Personalized explanations for clinician-AI interaction in breast imaging diagnosis by adapting communication to expertise levels
Francisco Maria Calisto, João Abrantes, Carlos Santiago, Nuno Nunes, Jacinto C. Nascimento
Abstract
This paper investigates the impact of personalized AI communication on clinical outcomes in breast cancer diagnosis. Our study examines how different AI communication styles influence diagnostic performance, workload, and trust among clinicians, focusing on imaging diagnosis.
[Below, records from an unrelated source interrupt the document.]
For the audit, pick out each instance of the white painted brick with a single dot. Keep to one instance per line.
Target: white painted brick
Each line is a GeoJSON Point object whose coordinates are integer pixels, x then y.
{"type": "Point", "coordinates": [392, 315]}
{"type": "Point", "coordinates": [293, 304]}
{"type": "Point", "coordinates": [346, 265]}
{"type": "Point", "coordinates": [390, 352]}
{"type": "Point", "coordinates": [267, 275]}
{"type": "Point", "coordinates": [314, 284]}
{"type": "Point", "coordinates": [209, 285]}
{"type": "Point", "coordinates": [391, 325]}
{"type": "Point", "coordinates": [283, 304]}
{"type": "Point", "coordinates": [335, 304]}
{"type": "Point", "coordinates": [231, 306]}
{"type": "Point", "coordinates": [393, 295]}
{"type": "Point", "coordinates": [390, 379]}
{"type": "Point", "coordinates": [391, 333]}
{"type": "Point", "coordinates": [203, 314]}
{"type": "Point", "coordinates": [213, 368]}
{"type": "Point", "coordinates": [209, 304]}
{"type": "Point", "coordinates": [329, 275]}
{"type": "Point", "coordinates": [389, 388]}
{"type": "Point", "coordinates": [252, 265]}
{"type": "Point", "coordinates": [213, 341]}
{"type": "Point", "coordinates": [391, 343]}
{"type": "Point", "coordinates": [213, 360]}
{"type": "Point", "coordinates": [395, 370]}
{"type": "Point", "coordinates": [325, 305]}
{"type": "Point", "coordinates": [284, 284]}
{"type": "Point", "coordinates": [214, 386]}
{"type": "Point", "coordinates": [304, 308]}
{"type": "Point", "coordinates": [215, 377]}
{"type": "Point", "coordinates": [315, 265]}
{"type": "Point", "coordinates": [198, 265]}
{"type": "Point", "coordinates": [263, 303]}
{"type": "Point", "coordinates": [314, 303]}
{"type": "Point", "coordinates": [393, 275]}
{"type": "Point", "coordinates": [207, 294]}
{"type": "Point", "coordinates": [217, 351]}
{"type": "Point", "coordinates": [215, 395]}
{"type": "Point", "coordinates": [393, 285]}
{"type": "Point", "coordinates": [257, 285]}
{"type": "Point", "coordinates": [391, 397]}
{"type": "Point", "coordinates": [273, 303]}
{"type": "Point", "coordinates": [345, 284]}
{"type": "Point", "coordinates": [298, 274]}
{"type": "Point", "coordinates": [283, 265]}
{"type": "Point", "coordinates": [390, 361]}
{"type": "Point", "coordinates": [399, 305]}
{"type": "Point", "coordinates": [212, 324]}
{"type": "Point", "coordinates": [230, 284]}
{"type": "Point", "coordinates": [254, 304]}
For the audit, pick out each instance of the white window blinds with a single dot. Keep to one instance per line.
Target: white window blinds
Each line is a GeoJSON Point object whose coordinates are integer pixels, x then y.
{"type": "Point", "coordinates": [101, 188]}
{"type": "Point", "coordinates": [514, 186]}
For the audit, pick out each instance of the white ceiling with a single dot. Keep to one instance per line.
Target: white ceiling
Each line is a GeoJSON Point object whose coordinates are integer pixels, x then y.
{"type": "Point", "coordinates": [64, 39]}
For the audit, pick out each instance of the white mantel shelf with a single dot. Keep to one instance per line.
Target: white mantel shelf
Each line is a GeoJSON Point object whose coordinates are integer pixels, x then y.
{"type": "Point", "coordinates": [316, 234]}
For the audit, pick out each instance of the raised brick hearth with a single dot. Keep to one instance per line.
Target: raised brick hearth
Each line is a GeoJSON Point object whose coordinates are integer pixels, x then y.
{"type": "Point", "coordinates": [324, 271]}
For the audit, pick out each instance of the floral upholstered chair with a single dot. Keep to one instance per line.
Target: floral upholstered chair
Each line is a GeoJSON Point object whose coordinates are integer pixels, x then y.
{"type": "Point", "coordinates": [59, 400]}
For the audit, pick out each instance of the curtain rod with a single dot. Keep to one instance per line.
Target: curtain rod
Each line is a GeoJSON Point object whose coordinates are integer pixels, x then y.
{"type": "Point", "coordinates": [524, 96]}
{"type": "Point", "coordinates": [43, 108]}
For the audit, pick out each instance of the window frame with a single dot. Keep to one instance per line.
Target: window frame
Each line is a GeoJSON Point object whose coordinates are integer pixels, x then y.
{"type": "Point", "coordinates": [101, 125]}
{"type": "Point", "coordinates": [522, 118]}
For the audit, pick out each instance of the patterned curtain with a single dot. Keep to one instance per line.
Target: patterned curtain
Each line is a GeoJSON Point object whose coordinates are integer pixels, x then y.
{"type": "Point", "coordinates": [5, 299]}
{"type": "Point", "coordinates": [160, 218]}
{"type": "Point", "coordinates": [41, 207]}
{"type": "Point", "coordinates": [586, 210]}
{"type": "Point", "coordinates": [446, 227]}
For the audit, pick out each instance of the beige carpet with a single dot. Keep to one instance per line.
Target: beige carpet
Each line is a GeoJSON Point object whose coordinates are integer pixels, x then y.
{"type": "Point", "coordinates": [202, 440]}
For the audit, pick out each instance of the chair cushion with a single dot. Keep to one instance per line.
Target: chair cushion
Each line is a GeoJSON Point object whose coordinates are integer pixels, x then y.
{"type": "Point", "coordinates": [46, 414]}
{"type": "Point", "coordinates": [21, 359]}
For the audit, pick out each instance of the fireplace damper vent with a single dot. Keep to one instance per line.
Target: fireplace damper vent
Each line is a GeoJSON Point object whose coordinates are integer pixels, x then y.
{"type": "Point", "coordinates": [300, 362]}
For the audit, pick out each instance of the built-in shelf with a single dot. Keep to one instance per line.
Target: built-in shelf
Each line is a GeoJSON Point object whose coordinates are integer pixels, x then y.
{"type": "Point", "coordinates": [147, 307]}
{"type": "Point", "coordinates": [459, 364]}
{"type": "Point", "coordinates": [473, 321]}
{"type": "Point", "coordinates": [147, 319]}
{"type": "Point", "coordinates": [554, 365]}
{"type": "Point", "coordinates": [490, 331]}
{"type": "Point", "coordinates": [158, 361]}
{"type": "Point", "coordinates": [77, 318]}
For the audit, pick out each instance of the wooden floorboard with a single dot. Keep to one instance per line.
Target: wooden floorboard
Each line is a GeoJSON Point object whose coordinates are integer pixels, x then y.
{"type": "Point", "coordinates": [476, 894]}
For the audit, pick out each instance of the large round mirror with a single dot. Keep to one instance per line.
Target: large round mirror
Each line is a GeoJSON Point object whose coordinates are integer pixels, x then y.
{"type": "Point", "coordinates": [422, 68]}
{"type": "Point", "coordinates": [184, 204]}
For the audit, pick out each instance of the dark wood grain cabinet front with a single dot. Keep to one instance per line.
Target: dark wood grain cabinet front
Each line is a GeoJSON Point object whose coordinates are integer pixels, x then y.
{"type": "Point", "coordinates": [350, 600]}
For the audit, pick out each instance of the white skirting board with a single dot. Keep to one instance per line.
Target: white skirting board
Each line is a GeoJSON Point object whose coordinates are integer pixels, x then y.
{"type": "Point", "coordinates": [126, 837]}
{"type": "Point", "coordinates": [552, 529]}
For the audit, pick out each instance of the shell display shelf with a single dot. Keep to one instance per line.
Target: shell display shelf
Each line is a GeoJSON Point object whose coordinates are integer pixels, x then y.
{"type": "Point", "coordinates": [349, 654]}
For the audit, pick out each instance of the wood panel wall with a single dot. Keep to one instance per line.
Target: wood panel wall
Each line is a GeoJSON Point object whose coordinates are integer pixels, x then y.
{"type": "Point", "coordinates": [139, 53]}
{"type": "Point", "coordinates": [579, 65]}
We engaged 52 clinicians, categorized as interns, juniors, middles, and seniors, who diagnosed patient cases using conventional and assertiveness-based AI communication. Results show that personalized AI communication reduced diagnostic time by a factor of 1.38 for interns and juniors, and by a factor of 1.37 for middle and senior clinicians, without compromising accuracy. Interns and juniors reduced their diagnostic errors by 39.2% with a more authoritative agent, while middle and senior clinicians saw a 5.5% reduction with a more suggestive agent. Clinicians preferred assertiveness-based AI agents for their clarity and competence, valuing detailed, contextual explanations over numerical outputs. These findings underscore the need for adaptable AI communication to build trust, reduce cognitive load, and streamline clinical workflows. This work offers valuable insights for designing effective AI systems in high-stakes domains, contributing significantly to the Human–Computer Interaction community by enhancing our understanding of AI-mediated clinical support.